Cinema has always been able to tell great stories, some of pure fantasy and creative flair, and other true ones, which, even if fictionalized, have been able to excite us as few other things can do: this is the case of Air – The Story of the Great Leap a film by and with Ben Affleck which talks about the story linked to the most famous basketball shoes of all time, the Air Jordans. To guide us in this daring story, full of suspense despite the final results being known (the Air Jordans are still a reality today), there is an exceptional Matt Damon who in the role of Sonny tells us about a visionary man capable of achieving the impossible.
1984: A Different World
We are in 1984, only 39 years before our times, yet from the visual reconstructions with which our story begins, the setting looks like an alien worlddeeply different from today’s. A world made up of videotapes, corded phones, no cell phones, and with the internet being a fantasy with no solid foundation (hardly anyone knows what it is). In the scenario where Eddie Murphy plays in Hollywood, different brands of shoes vie for domination of a new sporting era, that of basketball.
Converse it has always been the queen of parquet, the brand that has somehow “founded” the foundations of the game, worn by champions and not; there is then Adidas, the German brand of sports shoes, on the crest of the wave at a time when all the guys want a pair, in addition to their tracksuits and their wrist guards. Finally there is Nikea brand that – strange to say today – at the time only owned the 17% market share in the world of basketball.
Sonny Vaccaro (Matt Damon) is the scout for the basketball division marketing team for Nike, a man who after passing forty finds himself coming to terms with himself, with a job he loves but hasn’t yet given him what he’s looking for.
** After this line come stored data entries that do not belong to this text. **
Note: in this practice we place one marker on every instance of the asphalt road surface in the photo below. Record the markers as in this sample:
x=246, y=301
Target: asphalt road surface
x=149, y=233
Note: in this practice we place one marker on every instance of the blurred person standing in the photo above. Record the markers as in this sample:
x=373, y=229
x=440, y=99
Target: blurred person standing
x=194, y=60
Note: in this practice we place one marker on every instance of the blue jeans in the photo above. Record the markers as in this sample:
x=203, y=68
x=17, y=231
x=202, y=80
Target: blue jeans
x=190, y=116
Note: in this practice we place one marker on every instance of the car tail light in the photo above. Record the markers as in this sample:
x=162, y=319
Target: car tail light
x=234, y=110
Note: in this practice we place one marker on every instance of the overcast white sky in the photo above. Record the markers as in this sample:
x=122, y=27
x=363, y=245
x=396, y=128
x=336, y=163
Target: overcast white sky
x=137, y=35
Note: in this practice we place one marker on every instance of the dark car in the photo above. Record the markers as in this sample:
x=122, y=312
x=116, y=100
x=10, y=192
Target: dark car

This is not strictly an economic pursuit, as he works for a nearly billion dollar company (in 1984) and career-wise he is more than accomplished.
The problem arises when the marketing team has to decide which athletes to focus on for the coming season: after several names, coming from the reasoning of the colleague Rob Strasser (Jason Bateman) at the head of the division, Sonny comes up with a revolutionary idea, namely that of focus all $250,000 of the budget on a single player, rising star Michael Jordan, a very promising eighteen year old. With these premises, we get to tell a vibrant story, undoubtedly interesting, with this interest is kept alive above all by the extraordinary acting ability of the protagonists, capable of making us fully experience their own emotions.
Becoming winners
Moments punctuated by the “Nike rules” rage throughout the film: a sort of self-celebratory manifesto where the company has inserted ideas, specific phrases that sound like “Your work doesn’t end until you finish your work” or similar. These phrases can be seen as a sort of conceptual map that Sonny actually reads, but which he follows to the letter for the research of this player and his dream of realisation.
Ben Affleck he paints profound characters, first of all his own David Falkfounder and CEO from the Nikedrawing a man somewhere between the dream of a kid who just wants to live his life, and the adult who has to deal with boards of directors, stock market prices and different sports divisions in addition to those related to basketball. Matt Damon holds up the whole film with his charm and his self-conviction, a bit ‘as has already happened in Le Mans ’66 – The great challengealthough here instead of Christian Bale there is a Jason Bateman which embellishes his character with a story about his private life (which we won’t tell you, but which we anticipate could be the most touching point of the film).
Be Jordan
Air – the Story of the Great Leap is a historical film, one of those that probably it will not go down in history to be the best film of the year or of the century, but that somehow the generations will see and understand. The two hours that flow before the eyes of the spectator are truly like a river in full flood, which begins with a small current and then flows into a cascade of simple but profound emotions. The film is not about shoes in the strict sense, talks about family and the values it hands down, talks about friendship and risks, even those we take for ourselves not realizing how much they can affect others, and sometimes how our selfishness overwhelms others by blurring our vision and preventing us from understanding the implications of such risks. All condensed into a team because, without a team, one man can’t make a difference however good he is.